Article in the New York Times about the ratings game the networks play:
“This is the kind of programming sleight of hand that executives seize on as they seek to gain every possible edge in the television ratings game, at a time when each tenth of a point or two enhances their standing in the nightly ratings and the ability to pitch to advertisers who spend billions of dollars a year. But these tactics are more about bragging rights than money.”
As the industry moves to direct measurement of ratings of viewing and away from the Nielsen survey style, these gimmicks will disappear, and seem laughable in hindsight. The online industry is not immune to such silliness. Consider the endless amount of top ten lists that require you to click ‘next’ 10 times to see the whole article, simply to increase the number of page views.
Article in Variety discussing News Corp President Chase Carey’s take on TV Everywhere:
“Carey didn’t mince words on how badly he believes cable, satellite and telcos have botched extending program viewing to digital platforms at no extra charge to subscribers who access content via authentication.”
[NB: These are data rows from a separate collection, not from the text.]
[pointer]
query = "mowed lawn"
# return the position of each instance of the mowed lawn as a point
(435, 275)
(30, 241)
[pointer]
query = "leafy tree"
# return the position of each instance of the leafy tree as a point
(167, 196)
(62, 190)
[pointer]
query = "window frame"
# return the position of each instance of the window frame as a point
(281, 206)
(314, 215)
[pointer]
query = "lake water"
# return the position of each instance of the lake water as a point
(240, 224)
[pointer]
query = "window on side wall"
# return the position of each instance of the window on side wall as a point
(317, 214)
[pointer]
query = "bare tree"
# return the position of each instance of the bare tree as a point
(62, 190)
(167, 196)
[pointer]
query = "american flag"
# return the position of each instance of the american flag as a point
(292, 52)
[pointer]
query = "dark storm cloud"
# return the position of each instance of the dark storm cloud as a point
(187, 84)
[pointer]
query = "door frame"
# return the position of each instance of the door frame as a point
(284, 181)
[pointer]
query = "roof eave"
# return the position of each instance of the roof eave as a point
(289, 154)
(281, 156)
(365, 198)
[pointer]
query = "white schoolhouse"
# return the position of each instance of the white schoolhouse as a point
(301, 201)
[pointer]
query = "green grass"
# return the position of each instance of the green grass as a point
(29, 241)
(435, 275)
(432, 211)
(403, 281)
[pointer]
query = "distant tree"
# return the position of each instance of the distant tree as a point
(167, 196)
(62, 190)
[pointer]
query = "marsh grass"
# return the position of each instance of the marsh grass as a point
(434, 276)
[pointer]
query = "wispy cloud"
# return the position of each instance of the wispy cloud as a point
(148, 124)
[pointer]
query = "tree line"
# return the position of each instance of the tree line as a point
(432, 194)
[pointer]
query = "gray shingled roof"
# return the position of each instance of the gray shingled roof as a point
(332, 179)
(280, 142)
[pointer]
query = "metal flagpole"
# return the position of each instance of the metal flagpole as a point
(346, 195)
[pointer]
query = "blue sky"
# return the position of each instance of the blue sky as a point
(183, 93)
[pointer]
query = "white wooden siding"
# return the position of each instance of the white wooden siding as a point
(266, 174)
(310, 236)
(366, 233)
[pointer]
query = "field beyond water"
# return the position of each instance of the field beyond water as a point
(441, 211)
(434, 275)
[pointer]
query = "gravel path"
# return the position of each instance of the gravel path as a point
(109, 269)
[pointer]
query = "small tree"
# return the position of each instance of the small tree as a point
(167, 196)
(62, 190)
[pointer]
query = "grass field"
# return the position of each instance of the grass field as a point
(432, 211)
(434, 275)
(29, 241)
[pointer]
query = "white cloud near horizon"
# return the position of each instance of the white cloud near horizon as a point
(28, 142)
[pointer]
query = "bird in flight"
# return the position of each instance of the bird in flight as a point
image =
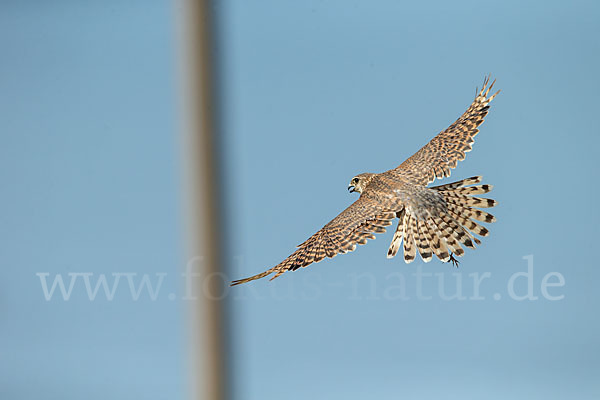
(435, 221)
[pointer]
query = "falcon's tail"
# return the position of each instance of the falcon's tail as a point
(444, 233)
(254, 277)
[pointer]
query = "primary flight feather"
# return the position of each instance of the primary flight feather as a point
(436, 220)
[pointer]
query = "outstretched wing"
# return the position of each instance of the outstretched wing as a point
(353, 226)
(436, 158)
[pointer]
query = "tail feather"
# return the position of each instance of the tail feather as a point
(398, 235)
(254, 277)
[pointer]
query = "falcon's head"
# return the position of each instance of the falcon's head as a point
(360, 182)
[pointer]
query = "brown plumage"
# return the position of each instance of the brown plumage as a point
(431, 221)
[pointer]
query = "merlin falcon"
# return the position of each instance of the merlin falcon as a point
(435, 221)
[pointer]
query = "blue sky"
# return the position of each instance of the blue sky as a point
(312, 93)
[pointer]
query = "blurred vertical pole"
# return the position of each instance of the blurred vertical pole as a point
(206, 333)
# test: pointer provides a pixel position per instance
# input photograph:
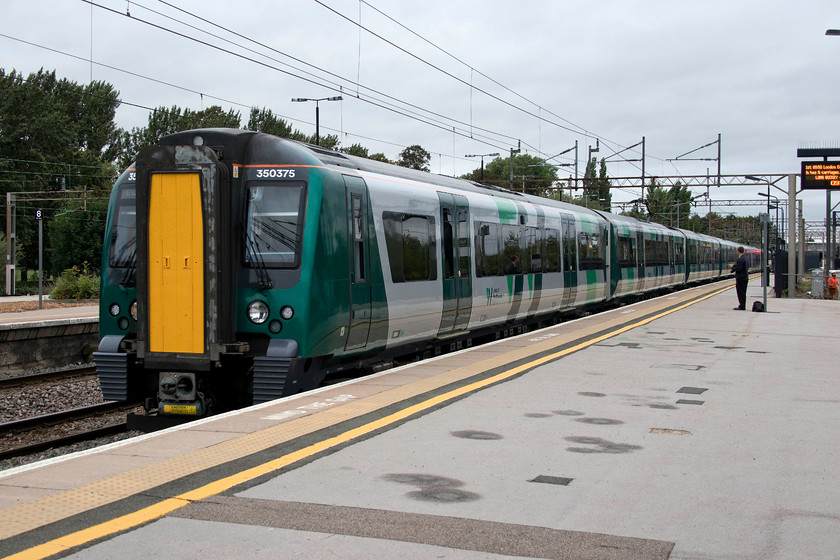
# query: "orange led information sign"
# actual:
(824, 175)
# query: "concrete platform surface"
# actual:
(698, 433)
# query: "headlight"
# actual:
(257, 312)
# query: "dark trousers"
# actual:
(741, 289)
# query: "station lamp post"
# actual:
(769, 207)
(765, 245)
(482, 156)
(317, 116)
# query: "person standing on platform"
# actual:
(742, 277)
(832, 286)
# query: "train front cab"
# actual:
(183, 279)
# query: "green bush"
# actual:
(76, 284)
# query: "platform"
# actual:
(673, 428)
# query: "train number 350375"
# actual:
(275, 173)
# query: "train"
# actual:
(240, 267)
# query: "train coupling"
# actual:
(178, 395)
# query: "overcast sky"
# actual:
(479, 77)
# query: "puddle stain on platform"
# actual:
(601, 445)
(476, 434)
(432, 488)
(599, 421)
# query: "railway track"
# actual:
(35, 378)
(63, 428)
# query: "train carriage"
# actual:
(240, 267)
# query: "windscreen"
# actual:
(124, 228)
(274, 225)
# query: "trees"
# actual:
(596, 186)
(55, 137)
(415, 157)
(163, 121)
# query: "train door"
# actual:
(570, 261)
(457, 263)
(176, 264)
(358, 243)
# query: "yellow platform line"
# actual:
(158, 510)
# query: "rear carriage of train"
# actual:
(647, 256)
(703, 256)
(458, 258)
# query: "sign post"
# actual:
(39, 218)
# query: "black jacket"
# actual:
(740, 268)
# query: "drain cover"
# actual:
(693, 390)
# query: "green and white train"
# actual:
(240, 267)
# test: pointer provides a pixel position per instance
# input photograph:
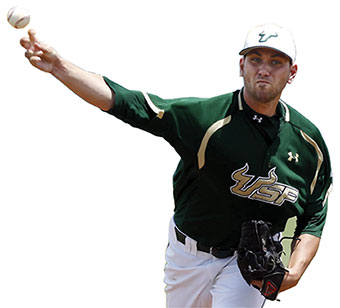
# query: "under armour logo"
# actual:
(258, 119)
(295, 157)
(265, 37)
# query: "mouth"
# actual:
(262, 81)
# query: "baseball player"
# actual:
(244, 155)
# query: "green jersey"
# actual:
(236, 165)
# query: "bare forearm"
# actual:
(89, 86)
(303, 253)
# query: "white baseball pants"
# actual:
(198, 279)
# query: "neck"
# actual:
(267, 108)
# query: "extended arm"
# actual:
(89, 86)
(303, 252)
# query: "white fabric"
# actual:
(198, 279)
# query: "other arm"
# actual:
(303, 252)
(89, 86)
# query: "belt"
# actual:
(217, 252)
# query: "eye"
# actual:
(276, 62)
(255, 60)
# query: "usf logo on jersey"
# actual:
(265, 189)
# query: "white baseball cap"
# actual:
(270, 36)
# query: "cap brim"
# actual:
(244, 51)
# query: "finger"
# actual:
(25, 42)
(32, 35)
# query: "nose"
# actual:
(264, 70)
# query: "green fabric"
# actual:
(250, 171)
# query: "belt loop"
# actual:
(190, 246)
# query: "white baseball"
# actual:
(18, 17)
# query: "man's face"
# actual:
(266, 72)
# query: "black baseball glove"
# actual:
(258, 257)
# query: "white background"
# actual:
(85, 199)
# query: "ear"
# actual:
(242, 67)
(293, 71)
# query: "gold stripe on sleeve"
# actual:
(211, 130)
(320, 158)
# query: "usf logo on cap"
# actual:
(270, 36)
(264, 37)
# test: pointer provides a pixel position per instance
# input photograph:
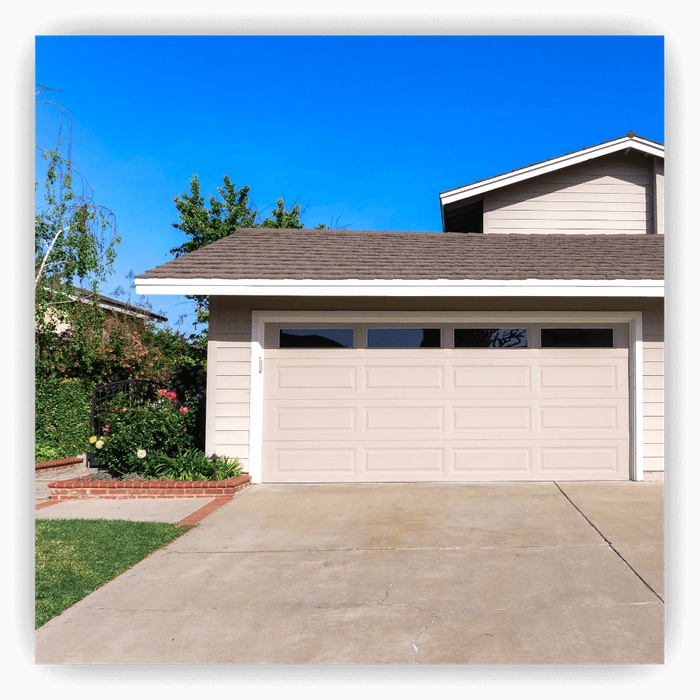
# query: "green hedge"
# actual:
(61, 418)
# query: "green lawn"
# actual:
(74, 557)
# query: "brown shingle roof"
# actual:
(326, 254)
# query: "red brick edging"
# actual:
(72, 488)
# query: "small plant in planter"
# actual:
(194, 465)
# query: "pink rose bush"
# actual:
(142, 432)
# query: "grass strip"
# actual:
(72, 558)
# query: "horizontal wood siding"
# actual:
(607, 195)
(653, 393)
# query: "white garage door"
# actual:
(358, 403)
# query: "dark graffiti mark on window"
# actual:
(490, 337)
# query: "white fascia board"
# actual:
(404, 288)
(548, 166)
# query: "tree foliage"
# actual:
(75, 239)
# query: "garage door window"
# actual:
(317, 337)
(577, 337)
(403, 338)
(490, 337)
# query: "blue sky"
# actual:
(363, 130)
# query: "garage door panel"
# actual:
(581, 460)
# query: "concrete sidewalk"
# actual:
(511, 573)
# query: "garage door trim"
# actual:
(260, 318)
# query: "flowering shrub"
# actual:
(136, 436)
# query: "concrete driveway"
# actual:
(515, 573)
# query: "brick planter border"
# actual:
(73, 489)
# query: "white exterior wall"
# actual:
(612, 194)
(653, 392)
(228, 381)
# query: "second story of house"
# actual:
(616, 187)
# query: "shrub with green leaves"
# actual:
(137, 435)
(194, 465)
(61, 418)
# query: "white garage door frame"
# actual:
(257, 366)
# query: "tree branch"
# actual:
(43, 262)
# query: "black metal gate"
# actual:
(137, 390)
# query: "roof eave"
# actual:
(403, 288)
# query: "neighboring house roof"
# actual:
(85, 295)
(630, 141)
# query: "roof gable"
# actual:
(630, 141)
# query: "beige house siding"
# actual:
(612, 194)
(228, 380)
(653, 396)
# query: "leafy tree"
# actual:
(75, 240)
(204, 225)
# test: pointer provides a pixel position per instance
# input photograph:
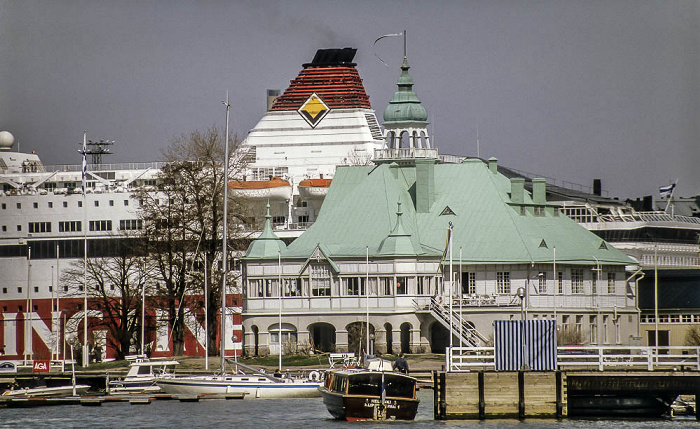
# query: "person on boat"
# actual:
(401, 364)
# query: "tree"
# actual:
(183, 225)
(114, 287)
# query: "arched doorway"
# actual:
(389, 338)
(322, 337)
(289, 338)
(256, 339)
(357, 337)
(439, 338)
(406, 337)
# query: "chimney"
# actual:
(493, 165)
(517, 189)
(539, 191)
(425, 184)
(272, 95)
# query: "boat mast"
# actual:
(224, 255)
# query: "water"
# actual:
(268, 414)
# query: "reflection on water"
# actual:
(269, 414)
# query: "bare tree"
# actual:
(113, 287)
(183, 222)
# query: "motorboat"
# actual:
(142, 375)
(247, 381)
(275, 189)
(44, 391)
(371, 393)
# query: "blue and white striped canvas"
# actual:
(539, 351)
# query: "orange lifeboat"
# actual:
(314, 188)
(275, 189)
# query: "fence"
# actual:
(599, 358)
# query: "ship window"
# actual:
(100, 225)
(69, 226)
(35, 227)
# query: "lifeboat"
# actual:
(314, 188)
(275, 189)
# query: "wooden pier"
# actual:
(96, 401)
(558, 394)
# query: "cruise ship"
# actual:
(322, 120)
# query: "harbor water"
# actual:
(272, 414)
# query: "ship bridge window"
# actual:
(35, 227)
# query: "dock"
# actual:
(96, 401)
(558, 394)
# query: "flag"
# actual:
(84, 162)
(667, 191)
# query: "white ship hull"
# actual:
(251, 386)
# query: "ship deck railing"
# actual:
(600, 358)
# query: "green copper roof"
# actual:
(360, 210)
(405, 105)
(267, 245)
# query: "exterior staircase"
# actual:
(470, 337)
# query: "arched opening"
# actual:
(322, 337)
(390, 139)
(439, 338)
(405, 337)
(389, 338)
(256, 339)
(423, 140)
(357, 338)
(405, 141)
(289, 338)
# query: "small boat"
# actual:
(314, 188)
(253, 384)
(275, 189)
(373, 393)
(142, 375)
(46, 391)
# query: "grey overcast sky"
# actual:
(571, 90)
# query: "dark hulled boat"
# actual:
(361, 394)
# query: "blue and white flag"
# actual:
(667, 191)
(84, 162)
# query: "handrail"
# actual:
(601, 358)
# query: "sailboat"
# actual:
(245, 380)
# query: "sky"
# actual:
(564, 89)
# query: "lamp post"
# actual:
(523, 346)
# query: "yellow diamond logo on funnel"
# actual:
(313, 110)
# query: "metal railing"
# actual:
(600, 358)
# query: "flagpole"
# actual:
(86, 358)
(367, 292)
(224, 256)
(451, 289)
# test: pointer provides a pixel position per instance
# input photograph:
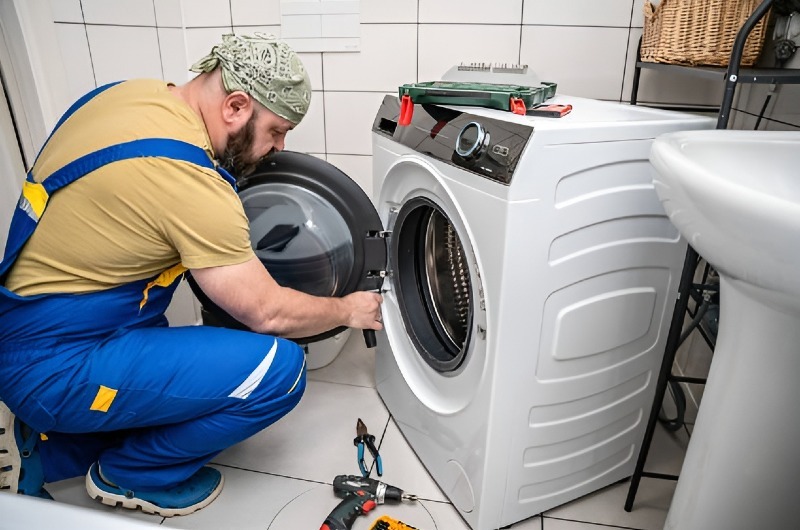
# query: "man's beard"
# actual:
(236, 157)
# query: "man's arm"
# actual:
(252, 296)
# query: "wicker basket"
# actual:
(699, 32)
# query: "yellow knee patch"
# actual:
(102, 401)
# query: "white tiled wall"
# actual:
(587, 46)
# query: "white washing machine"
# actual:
(531, 279)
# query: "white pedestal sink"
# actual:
(735, 197)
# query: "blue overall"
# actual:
(103, 377)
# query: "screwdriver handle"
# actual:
(369, 338)
(353, 505)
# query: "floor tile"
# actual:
(563, 524)
(315, 440)
(402, 468)
(444, 515)
(606, 506)
(73, 492)
(355, 365)
(248, 500)
(20, 511)
(531, 523)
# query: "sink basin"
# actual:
(735, 197)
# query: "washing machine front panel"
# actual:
(313, 228)
(578, 265)
(435, 314)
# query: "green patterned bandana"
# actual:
(266, 69)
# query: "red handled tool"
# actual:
(359, 496)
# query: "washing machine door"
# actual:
(313, 228)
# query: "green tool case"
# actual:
(503, 97)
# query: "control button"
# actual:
(472, 140)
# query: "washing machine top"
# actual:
(491, 142)
(485, 144)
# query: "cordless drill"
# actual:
(359, 495)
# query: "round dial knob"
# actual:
(472, 140)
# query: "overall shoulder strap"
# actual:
(70, 111)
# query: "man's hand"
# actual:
(250, 295)
(364, 310)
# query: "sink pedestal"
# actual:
(742, 467)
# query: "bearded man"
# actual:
(132, 190)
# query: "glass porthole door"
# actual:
(313, 228)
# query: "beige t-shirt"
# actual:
(129, 220)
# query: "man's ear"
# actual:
(237, 107)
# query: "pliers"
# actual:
(364, 438)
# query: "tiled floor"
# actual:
(281, 478)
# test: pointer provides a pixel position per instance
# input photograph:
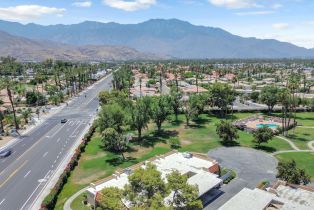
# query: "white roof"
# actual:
(295, 197)
(290, 199)
(248, 199)
(176, 161)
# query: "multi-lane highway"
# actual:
(37, 155)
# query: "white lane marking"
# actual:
(57, 131)
(45, 154)
(72, 134)
(27, 173)
(30, 196)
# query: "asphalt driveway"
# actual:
(252, 167)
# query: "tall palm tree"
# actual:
(8, 84)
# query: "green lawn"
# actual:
(96, 164)
(304, 160)
(301, 136)
(200, 136)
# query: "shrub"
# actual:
(50, 200)
(174, 142)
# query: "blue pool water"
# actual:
(267, 125)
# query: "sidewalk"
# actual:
(29, 128)
(54, 110)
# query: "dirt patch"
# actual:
(138, 151)
(91, 157)
(185, 142)
(78, 179)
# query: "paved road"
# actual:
(251, 166)
(37, 155)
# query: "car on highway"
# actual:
(64, 121)
(5, 153)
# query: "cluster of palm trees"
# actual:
(52, 80)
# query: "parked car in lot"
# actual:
(64, 120)
(5, 153)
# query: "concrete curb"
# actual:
(67, 204)
(32, 127)
(55, 177)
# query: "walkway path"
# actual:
(289, 142)
(301, 126)
(67, 205)
(311, 145)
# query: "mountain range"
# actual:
(25, 49)
(156, 38)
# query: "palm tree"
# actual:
(1, 121)
(26, 114)
(8, 84)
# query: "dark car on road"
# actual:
(5, 153)
(64, 120)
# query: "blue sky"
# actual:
(285, 20)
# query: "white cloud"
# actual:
(309, 22)
(130, 5)
(82, 4)
(280, 26)
(235, 4)
(28, 12)
(276, 6)
(265, 12)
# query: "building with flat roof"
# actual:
(201, 171)
(281, 196)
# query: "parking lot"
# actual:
(251, 166)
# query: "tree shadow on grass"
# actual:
(194, 126)
(230, 144)
(201, 121)
(155, 137)
(265, 148)
(176, 122)
(295, 137)
(118, 160)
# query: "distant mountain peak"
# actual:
(173, 37)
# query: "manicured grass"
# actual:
(200, 136)
(304, 160)
(305, 118)
(95, 164)
(301, 136)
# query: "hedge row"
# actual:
(50, 200)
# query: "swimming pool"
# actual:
(270, 125)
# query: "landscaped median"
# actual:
(50, 200)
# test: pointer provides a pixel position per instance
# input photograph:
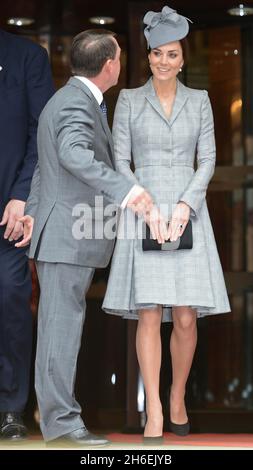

The major cable and satellite distributors are counting on TV Everywhere to help reign in the proliferation of free content on the web and maintain the perceived value of subscriptions. Many inside the studios like the idea of TV Everywhere because it basically creates a whole new product they can sell or barter with in negotiations with the distributors. Carey’s words are very much in line with the consumer research that show TV Everywhere as frustrating to viewers looking to replicate a simple television experience on a computer or iPad.